Il existe un continuum entre la glycémie maternelle (glycémie à jeun et/ou glycémie après charge orale en glucose) et la survenue d’une macrosomie, ce qui rend difficile le choix d’un seuil de risque, si le critère de jugement retenu est la macrosomie.
Cependant la macrosomie est un critère intermédiaire pour l’évaluation de la morbidité liée au diabète gestationnel : les complications de la macrosomie seraient des critères de jugement plus pertinents.

b. Les traitements du diabète gestationnel sont-ils efficaces pour réduire les taux de macrosomie et ses complications ?
L’efficacité du traitement par insuline sur la réduction des taux de macrosomie et de ses complications n’est pas clairement démontrée et dépendrait de la sévérité de l’hyperglycémie maternelle. Ce type de traitement ne serait efficace que chez les femmes ayant une hyperglycémie « sévère », mais pas chez les femmes présentant des « degrés moindres » d’hyperglycémie.

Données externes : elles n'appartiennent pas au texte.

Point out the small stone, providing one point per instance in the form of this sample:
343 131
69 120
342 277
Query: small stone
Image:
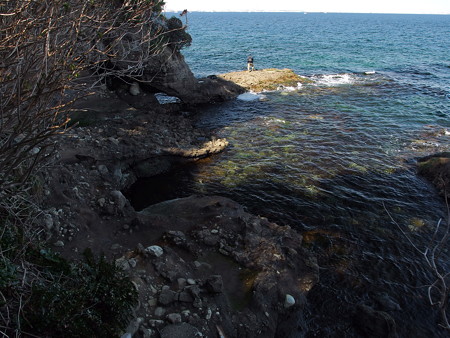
208 314
185 297
167 296
59 244
48 220
102 169
147 333
101 202
132 262
120 199
174 318
155 322
159 312
289 301
134 89
122 263
181 283
214 284
152 301
155 250
134 325
115 246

Aucun seuil précis ne peut être proposé actuellement.
La prise en charge diététique n’a pas fait individuellement la preuve de son efficacité.
Un essai récent, bien que présentant des biais, pourrait conduire à tempérer ces conclusions si les résultats sont confirmés : la prise en charge associant diététique, contrôle glycémique ± insuline serait efficace pour réduire la morbi-mortalité périnatale chez les femmes ayant un diabète gestationnel « modéré ».

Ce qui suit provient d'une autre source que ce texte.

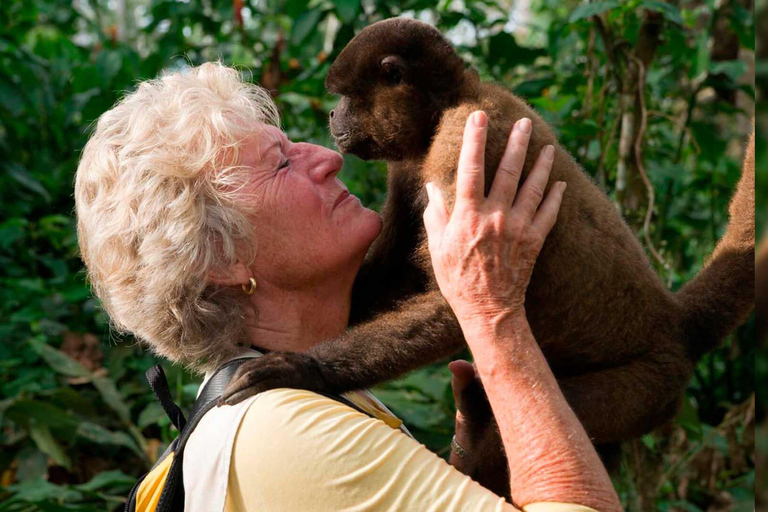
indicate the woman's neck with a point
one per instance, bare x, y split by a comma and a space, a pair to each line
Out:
296, 320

Hypertension gravidique et pré-éclampsie
HTA gravidique et pré-éclampsie sont plus fréquentes chez les femmes ayant un diabète gestationnel. Les données de la littérature ne permettent pas de conclure définitivement sur l’existence d’un lien de causalité. En revanche, l’analyse des études contrôlées suggère la prépondérance d’un terrain commun qui pourrait expliquer cette association statistique. La prise en compte des facteurs de risque communs à l’HTA gravidique (ou à la pré-éclampsie) et au diabète gestationnel, en particulier l’âge et l’IMC :

  • diminue la force de l’association entre HTA gravidique et diabète gestationnel ;
  • montre que les effets de l’âge et de l’IMC sont probablement plus importants que le niveau de la glycémie maternelle sur le niveau de la pression artérielle au cours de la grossesse.

Aucune étude n’a permis d’évaluer l’efficacité de la prise en charge du diabète gestationnel pour réduire l’hypertension gravidique et ses complications, et inversement.

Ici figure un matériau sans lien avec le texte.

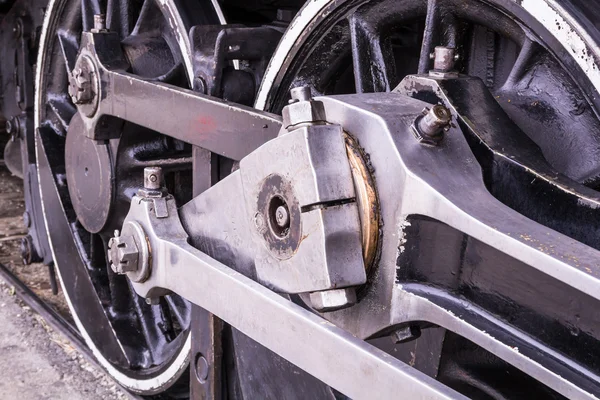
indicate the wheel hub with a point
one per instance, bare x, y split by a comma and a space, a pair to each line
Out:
90, 176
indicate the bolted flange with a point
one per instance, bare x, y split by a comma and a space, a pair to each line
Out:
84, 86
443, 62
128, 252
429, 128
331, 300
99, 23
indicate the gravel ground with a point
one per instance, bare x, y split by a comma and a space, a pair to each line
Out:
35, 361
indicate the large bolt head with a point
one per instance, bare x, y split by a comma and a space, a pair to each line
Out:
331, 300
302, 109
123, 254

Diabète à distance de la grossesse chez la femme
Chez des femmes ayant un diabète gestationnel, le risque de diabète à distance de la grossesse varie entre 2 % et 70 % selon les populations d’étude et leur durée de suivi, mais l’incidence réelle du diabète post-gestationnel est inconnue. Le principal facteur prédictif serait l’accroissement de la glycémie à jeun au cours de la grossesse, mais la place de l’IMC maternel reste à définir dans cet excès de risque. L’intérêt du dépistage et du diagnostic du diabète gestationnel par des tests de charge en glucose pour la prévention du diabète de type 2 à distance de la grossesse n’est pas démontré. Il nécessiterait également la réalisation d’études d’évaluation économique.

Obésité chez l’enfant
Le risque d’obésité et de surcharge pondérale chez l’enfant n’est pas prouvé. Aucune étude correctement menée ne permet d’étayer cette hypothèse.

Conclusion

Le dépistage systématique ou ciblé du diabète gestationnel est controversé et se traduit par une grande hétérogénéité des recommandations internationales et des pratiques professionnelles.

L’objectif de ce travail était de faire l’état et la synthèse de la littérature sur les méthodes de dépistage et de diagnostic du diabète gestationnel et d’apporter les éléments de réflexion clinique utiles dès lors qu’on s’intéresse à l’évaluation des méthodes de dépistage.